Household energy bills will almost double in October even after rebates are handed out, according to new forecasts published by the EY Item Club today.
The downbeat assessment adds to the growing body of evidence indicating the cost of living crunch will slow the UK’s recovery from the Covid-19 crisis.
Brits are already bracing to absorb a 54 per cent uplift to their annual energy bills next month.
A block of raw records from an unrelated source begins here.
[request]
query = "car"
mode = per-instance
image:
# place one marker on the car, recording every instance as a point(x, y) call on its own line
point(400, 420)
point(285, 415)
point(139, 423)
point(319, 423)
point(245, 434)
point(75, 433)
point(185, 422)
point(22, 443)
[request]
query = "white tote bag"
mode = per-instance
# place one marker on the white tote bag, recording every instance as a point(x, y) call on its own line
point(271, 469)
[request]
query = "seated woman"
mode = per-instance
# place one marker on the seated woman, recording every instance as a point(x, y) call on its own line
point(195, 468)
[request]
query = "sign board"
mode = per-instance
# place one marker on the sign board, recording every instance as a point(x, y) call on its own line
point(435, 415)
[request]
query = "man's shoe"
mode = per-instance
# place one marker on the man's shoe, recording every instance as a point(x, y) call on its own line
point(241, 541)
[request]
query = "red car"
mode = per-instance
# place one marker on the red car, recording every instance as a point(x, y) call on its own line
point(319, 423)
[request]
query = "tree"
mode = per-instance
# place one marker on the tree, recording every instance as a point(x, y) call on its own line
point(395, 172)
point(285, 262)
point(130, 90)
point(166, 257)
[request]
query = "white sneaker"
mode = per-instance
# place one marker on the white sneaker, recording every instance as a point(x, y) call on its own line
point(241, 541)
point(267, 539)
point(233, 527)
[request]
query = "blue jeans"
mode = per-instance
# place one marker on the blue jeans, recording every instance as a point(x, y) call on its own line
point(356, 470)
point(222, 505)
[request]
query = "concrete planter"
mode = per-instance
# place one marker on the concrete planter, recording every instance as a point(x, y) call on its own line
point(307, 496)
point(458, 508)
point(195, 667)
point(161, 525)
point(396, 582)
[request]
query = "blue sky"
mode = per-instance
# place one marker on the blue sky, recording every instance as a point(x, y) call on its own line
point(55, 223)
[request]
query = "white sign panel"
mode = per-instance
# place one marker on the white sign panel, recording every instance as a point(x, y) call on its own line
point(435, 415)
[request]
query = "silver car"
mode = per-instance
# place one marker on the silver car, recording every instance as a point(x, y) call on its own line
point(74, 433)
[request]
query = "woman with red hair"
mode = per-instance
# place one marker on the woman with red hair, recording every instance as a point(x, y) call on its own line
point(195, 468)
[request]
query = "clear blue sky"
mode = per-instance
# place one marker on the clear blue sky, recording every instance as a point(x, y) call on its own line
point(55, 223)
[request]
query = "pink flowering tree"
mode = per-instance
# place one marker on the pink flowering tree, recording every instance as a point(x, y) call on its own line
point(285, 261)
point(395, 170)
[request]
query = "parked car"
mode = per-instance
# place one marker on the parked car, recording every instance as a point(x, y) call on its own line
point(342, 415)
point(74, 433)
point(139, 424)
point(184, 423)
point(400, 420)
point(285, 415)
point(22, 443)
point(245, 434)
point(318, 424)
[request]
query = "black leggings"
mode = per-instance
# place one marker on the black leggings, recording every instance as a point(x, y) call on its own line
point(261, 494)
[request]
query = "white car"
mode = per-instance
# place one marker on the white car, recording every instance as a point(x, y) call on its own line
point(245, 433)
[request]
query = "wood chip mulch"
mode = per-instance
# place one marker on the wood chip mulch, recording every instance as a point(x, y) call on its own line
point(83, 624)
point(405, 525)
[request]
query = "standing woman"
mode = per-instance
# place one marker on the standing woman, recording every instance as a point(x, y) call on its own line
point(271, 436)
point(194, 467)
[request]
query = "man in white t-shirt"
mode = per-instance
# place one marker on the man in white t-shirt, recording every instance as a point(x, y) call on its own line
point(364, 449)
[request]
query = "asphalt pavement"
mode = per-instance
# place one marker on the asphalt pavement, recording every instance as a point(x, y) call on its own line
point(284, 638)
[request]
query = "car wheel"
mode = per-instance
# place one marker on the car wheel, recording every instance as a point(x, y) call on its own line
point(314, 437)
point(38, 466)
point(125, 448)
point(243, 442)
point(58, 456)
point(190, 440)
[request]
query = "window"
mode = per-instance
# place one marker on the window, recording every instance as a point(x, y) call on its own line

However, in October they will rise again to account for the Russia-Ukraine war sending oil and gas prices soaring, hitting a shade under £2,500, up over £1,000 from their current level.
The Sunday Times reports Rishi Sunak is considering offering a second multi-billion pound council tax rebate to help households with the October energy price hikes, after already cutting fuel duty by 5p and cutting National Insurance Contributions for employees on Wednesday.
Paul Johnson, director at the influential Institute for Fiscal Studies think tank, said the average British worker would still be £400 worse off in 2022-23 despite Sunak’s interventions last week.
Boris Johnson’s deputy chief of staff David Canzini revealed polling to ministerial aides on Friday that showed the cost of living crisis was now the number one priority for voters, with one person in attendance telling The Sunday Times that “the cost-of-living issue is a train about to hit us”.
Whitehall officials have suggested that Sunak will step in to cover half of the increase in energy bills later this year.
Living standards in the UK are on track to erode at the worst rate since the mid 1950s this year, according to the government’s fiscal watchdog.
The Office for Budget Responsibility estimates real disposable income will shrink 2.2 per cent this year, caused by a combination of inflation averaging 7.4 per cent in 2022 and the government saddling households with a heavier tax burden.
In four years’ time, the tax burden will top 36 per cent, the highest rate since the late 1940s, the OBR said last week, adding to the squeeze on incomes.
Living standards fall when incomes fail to keep pace with the rate of price rises.
“The war in Ukraine has prompted a rise in energy and commodity prices, which have placed a drag on UK economic activity,” the EY Item Club added.
Poorer households will suffer the worst blow from energy bills soaring due to this group spending a relatively larger proportion of their budget on heating their homes.
Their inflation rate could reach 10 per cent and stay elevated for longer, the EY Item Club said.
However, higher energy prices are set to hobble businesses by raising production costs and eating into margins.
Thinner margins will erode business investment, dragging further on economic growth.
“Businesses don’t have access to the same support though and also face rising capital goods prices, further disruption to their supply chains, and prolonged uncertainty,” Hywel Ball, EY’s UK chair, said.
“These factors will inevitably pare back the expected post-pandemic bounce back in business investment,” he added.